Useless words, since he would let me go again in the morning.

He'd always been good with his cock, and this time was no different. His strong, sure strokes proved that he lusted after me, nothing else. Still, I was helpless against the feelings of pleasure and surrender he elicited as he pumped in and out of me. His muscles flexed in his ass when I grabbed on, forcing him to move faster. I needed fast, hard, and dirty.

It didn't take long for my climax to overtake me, his name expelling from my lips on a hiss. His came shortly after, and he collapsed his weight on me briefly.

"Get off me," I grumbled, pissed that I'd succumbed yet again.

He merely laughed and rolled off me, the smug bastard. I started to stand, but he grabbed my wrist.

"You'll stay?" he asked, and I despised the vulnerability I heard, because it made me weak.

I nodded, and when he let go I went into his bathroom. My reflection looked freshly fucked, but my eyes were haunted. I didn't know why I kept running back, why I couldn't move on and date like a normal girl.

When I stepped back out and saw his angel's face with closed eyes, I knew the reason why. I was desperately in love with him, and no one else could compare to that feeling.

I sank down on the bed, pulling his quilt up to my chin and burrowing into his scent. I hated myself all over again as I snuggled into his embrace when he wrapped his long arms around me.

His next words brought me up short. "I broke up with her."

My breath caught in my throat. "You- you did?" I was at the point where I was terrified to hope.

He cleared his throat. "I don't love her. I couldn't be with her, couldn't picture this moment with her."

I looked up to face him. "Are you telling me you never slept with her?"

Edward looked at me apprehensively. "That's what I'm saying."

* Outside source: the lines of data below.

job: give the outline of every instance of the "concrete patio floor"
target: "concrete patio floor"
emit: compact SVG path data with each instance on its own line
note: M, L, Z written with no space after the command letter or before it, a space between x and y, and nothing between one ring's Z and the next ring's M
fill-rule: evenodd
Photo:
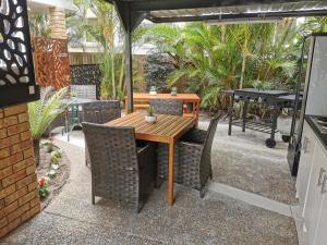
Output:
M199 126L206 127L207 123L207 120L202 120ZM262 146L267 135L255 132L244 135L234 128L231 137L227 136L226 124L220 124L217 130L213 149L214 180L293 204L294 180L289 175L283 159L286 144L278 143L277 149L267 149ZM81 132L74 132L72 138L74 145L56 140L72 162L68 184L40 215L4 237L0 244L298 244L295 222L291 215L280 215L264 206L259 208L259 205L251 205L251 200L243 201L247 194L242 191L239 195L241 198L231 198L238 196L238 192L230 195L230 189L226 188L225 195L216 192L215 185L209 187L204 199L199 198L196 191L175 185L175 203L168 208L167 183L164 183L152 193L138 215L101 198L97 198L93 206L90 171L85 167L84 148L78 146ZM233 192L232 187L230 192ZM269 199L266 201L269 203Z

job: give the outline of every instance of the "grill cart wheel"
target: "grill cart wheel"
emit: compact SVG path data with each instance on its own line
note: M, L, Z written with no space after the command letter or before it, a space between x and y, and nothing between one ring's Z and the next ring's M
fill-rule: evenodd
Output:
M266 146L268 148L274 148L276 146L276 140L274 138L267 138L266 139Z
M290 142L290 136L289 135L281 135L281 139L284 142L284 143L289 143Z

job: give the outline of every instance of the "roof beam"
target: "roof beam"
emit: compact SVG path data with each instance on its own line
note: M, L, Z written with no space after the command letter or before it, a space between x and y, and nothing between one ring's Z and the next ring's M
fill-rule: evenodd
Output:
M131 3L131 11L159 11L229 5L278 4L302 1L307 2L307 0L138 0L128 2Z
M174 16L174 17L156 17L148 15L147 19L154 23L169 22L196 22L196 21L218 21L235 20L235 19L258 19L265 17L305 17L305 16L326 16L327 11L291 11L291 12L267 12L267 13L239 13L239 14L213 14L213 15L194 15L194 16Z

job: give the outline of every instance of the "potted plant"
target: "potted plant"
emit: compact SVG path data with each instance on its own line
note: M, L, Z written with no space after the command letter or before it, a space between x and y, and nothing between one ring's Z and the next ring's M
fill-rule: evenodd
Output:
M177 96L178 95L177 87L172 87L171 88L170 95L172 95L172 96Z
M28 103L31 133L33 138L36 166L39 164L39 142L48 126L66 109L69 105L63 103L68 89L61 88L53 93L47 87L38 101ZM53 93L53 95L51 95Z
M145 115L145 121L148 123L155 123L157 121L157 115L155 115L155 108L149 106L146 109L146 115Z
M154 95L154 96L157 95L156 86L150 87L149 95Z

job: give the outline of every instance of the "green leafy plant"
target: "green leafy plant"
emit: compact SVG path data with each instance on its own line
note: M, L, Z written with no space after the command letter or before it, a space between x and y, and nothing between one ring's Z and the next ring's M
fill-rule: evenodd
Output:
M39 196L41 198L47 197L49 195L49 193L50 193L49 177L41 176L38 180L37 188L38 188Z
M51 87L47 87L38 101L28 103L31 133L34 144L36 166L39 164L39 140L41 136L53 120L63 113L69 106L68 103L62 102L66 91L68 88L61 88L59 91L53 93Z
M156 110L155 110L154 107L149 106L149 107L146 109L146 114L147 114L148 117L154 117L155 113L156 113Z

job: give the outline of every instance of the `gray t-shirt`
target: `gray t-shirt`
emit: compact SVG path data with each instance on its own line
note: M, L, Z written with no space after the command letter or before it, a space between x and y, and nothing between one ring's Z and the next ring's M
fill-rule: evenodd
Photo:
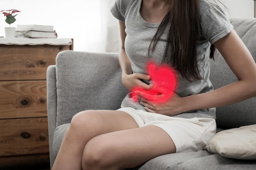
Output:
M145 74L147 73L145 65L149 59L157 64L162 63L167 32L166 31L162 36L154 53L149 58L148 47L160 24L149 23L144 20L140 12L142 2L142 0L117 0L111 11L114 17L125 23L127 35L125 48L132 62L134 73ZM209 79L211 44L226 35L233 28L222 8L213 0L200 0L199 17L198 64L202 79L189 82L177 73L177 84L175 92L182 97L213 90ZM121 107L130 106L145 110L144 106L139 102L135 102L130 96L127 95L125 97ZM215 112L215 108L210 108L192 110L175 116L216 118Z

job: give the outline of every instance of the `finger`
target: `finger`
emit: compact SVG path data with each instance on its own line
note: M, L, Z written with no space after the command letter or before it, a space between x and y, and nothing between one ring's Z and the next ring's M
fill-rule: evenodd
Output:
M149 86L151 88L152 88L152 89L156 91L159 91L161 93L169 94L173 93L173 92L172 92L170 90L167 88L165 88L156 85L155 84L150 84L149 85Z
M151 93L150 91L147 91L146 93L143 92L141 91L136 91L136 93L138 96L138 98L143 101L148 102L149 101L153 101L157 97L157 95L155 95L155 93Z
M134 74L134 75L138 79L148 80L151 79L151 76L147 74L136 73Z
M152 109L150 109L150 108L147 107L145 107L144 108L145 109L145 110L146 110L148 112L151 112L151 113L156 113L156 112L155 112L155 111L153 110Z

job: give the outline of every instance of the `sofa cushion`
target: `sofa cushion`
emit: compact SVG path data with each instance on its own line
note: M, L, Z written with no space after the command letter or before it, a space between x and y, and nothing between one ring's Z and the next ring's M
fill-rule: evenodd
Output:
M55 129L52 142L52 155L51 155L51 157L54 158L54 160L61 148L67 128L70 124L70 123L63 124L58 126Z
M214 154L184 161L175 170L255 170L255 160L238 160ZM169 170L174 170L170 169Z
M139 170L177 170L179 169L177 167L180 165L187 161L211 155L207 150L167 154L148 161L143 165Z
M231 21L243 41L256 60L256 18L234 18ZM210 79L215 89L237 81L220 54L217 51L215 60L211 60ZM256 97L240 103L216 108L217 126L223 128L238 128L256 124Z
M205 147L210 152L241 159L256 159L256 125L223 130Z
M118 53L59 53L56 59L56 126L70 122L84 110L120 108L128 93L121 73Z

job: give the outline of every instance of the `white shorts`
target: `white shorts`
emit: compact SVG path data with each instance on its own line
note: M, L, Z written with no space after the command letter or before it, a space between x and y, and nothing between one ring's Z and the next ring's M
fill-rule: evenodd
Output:
M118 110L130 115L140 127L154 125L163 129L174 143L177 153L203 150L216 133L216 122L213 118L172 117L131 107Z

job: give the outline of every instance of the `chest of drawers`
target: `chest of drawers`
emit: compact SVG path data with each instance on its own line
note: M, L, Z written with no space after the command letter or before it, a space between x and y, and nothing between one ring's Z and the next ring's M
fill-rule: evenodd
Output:
M0 44L0 169L49 165L46 70L73 45Z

My heart soared, but I was pissed that he'd put me through that, put us through that. "Why, then? Why was she so fucking important that you broke up with me? Why did you call me here all the time, knowing you weren't giving her a chance?"

"Because I'm an idiot. I thought I needed her, I thought I had to have her. But it's you, Bella. I have to have you. I need you."

My body trembled. "I hate you for that." His eyes widened, but we had the same basic argument each time we were together, where I never failed to tell him how much I hated him.

"Bella-"

"But I love you, and I need you. That's why I kept coming back, despite you being with her." I took a deep lungful of air. "But if you ever do that again, I'm done. I can't go through that again, seeing the way you watched her. Like she was the only person in the world."

"You are that to me, you are the only person in the world. I see it so clearly now, Bella. I'm sorry, truly."

I could only nod against his throat, knowing this love would eventually consume me.